Follow the below steps for cell start:
- Verify the primary node of cluster resolves to the ipv6 or ipv4, If it resolves to the ipv6, then cell won’t start.
- In order to cell support ipv4, update ServerIPVersion=4 in cell's mcell.conf (path: pw/server/etc/<cell name>) (if it is not present in mcell.conf then add it)
- Check event db size if required then change to EventDBSize=500000 from default value EventDBSize=360000 in cell's mcell.conf (path: pw/server/etc/<cell name>)
- Check the events count by using this query: mquery -n CellName -q -s COUNT
- Comment out the deprecated collectors in ‘.load’ file from the cell kb, those have not been used since 11.3.04. (path: \pw\server\etc\<cell name> \kb\collectors)
Sample:
#
# File name: .load
# Version: 11.3.04
# Copyright 1998-2020 BMC Software, Inc. All Rights Reserved
#
self_collector
catchall_collector
#pom_activeevents_collectors
#pom_intelligentevents_collectors
#catchall_collector
#pom_byuser_collectors
#mc_bystatus_collectors
#mc_evr_collectors
#bii4p_collectors
#bco_collector
#itda_collectors
#ppm_sm_collector
#euem_collectors
#ibrsd_collectors
#mc_sm_collectors
#eye_collector
- Start cell and check whether cell is able to come up
- Once cell comes up, then restart TSIM
Note: As cell is the primary process on which the remaining processes are dependent, the TSIM server was not getting started at all.
Cell fails to start with message "BMC-IMC032205F: Cannot read knowledge base file"
Starting cell in foreground shows following error:
20130515 160755.218000 mcell: BAROC: BMC_TS-IMC032270V: Signature 1691 3811407335
20130515 160755.219000 mcell: BAROC: BMC_TS-IMC032269V: Installing from file C:/Program Files/BMC Software/TrueSight/pw/server/etc/Admin/kb/rules/mv_admin.wic
20130515 160755.222000 mcell: BAROC: BMC_TS-IMC032270V: Signature 1071 2064456062
20130515 160755.223000 mcell: EVTPROC: BMC_TS-IMC090004F: Failed to load knowledgebase definitions
20130515 160755.302000 mcell: SERVICE: BMC_TS-IMC050141V: Disconnecting from destinations...

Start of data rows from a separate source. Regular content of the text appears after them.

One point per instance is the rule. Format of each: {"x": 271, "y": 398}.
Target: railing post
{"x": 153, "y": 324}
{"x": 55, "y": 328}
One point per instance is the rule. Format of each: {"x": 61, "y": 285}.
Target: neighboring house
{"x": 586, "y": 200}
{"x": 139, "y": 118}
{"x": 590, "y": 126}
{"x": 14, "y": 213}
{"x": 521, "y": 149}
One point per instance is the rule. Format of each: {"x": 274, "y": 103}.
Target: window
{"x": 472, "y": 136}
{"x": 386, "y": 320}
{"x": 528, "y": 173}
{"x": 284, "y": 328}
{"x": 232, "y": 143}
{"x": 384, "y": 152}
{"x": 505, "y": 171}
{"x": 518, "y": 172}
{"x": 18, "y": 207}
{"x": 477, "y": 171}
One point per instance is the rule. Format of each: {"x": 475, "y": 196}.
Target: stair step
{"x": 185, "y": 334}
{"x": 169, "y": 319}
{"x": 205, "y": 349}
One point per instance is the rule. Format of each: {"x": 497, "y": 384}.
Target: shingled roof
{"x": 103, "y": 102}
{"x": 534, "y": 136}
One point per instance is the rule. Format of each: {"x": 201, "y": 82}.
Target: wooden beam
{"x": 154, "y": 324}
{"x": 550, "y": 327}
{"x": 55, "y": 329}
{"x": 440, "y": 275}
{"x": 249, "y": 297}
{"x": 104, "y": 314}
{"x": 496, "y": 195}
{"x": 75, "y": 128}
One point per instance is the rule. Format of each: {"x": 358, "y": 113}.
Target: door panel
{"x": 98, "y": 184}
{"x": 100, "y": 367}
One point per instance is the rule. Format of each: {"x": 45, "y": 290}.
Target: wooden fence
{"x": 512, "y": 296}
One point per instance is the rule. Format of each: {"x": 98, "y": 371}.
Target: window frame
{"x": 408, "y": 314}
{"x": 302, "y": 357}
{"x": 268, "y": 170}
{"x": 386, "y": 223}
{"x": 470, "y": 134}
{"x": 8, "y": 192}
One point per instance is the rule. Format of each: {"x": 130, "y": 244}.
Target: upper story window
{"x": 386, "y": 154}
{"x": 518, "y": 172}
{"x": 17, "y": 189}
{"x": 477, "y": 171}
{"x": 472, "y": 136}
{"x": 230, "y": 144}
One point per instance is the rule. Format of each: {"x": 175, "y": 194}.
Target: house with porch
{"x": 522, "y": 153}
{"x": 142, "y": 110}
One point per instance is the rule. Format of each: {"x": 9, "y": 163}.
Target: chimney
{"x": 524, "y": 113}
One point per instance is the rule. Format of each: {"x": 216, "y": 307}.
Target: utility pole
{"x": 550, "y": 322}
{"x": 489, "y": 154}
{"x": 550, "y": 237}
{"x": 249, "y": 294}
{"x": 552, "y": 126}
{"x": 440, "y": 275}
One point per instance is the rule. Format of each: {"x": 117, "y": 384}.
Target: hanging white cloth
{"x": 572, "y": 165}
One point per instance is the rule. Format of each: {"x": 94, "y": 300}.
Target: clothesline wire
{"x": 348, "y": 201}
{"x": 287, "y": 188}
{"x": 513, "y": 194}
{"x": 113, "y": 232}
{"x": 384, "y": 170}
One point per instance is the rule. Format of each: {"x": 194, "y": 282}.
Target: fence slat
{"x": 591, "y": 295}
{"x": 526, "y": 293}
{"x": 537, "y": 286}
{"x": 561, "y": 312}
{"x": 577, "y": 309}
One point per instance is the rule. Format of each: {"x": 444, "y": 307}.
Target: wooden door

20130515 160755.303000 mcell: SERVICE: BMC_TS-IMC050114V: Disconnecting clients...
20130515 160755.304000 mcell: SERVICE: BMC_TS-IMC050106V: Cell shutdown...
This indicates that the cell is unable to load the knowledge base (KB). Open a command window and run mccomp -n <cell>
to recompile the KB. Resolve any errors it reports (if any) and then start the cell again.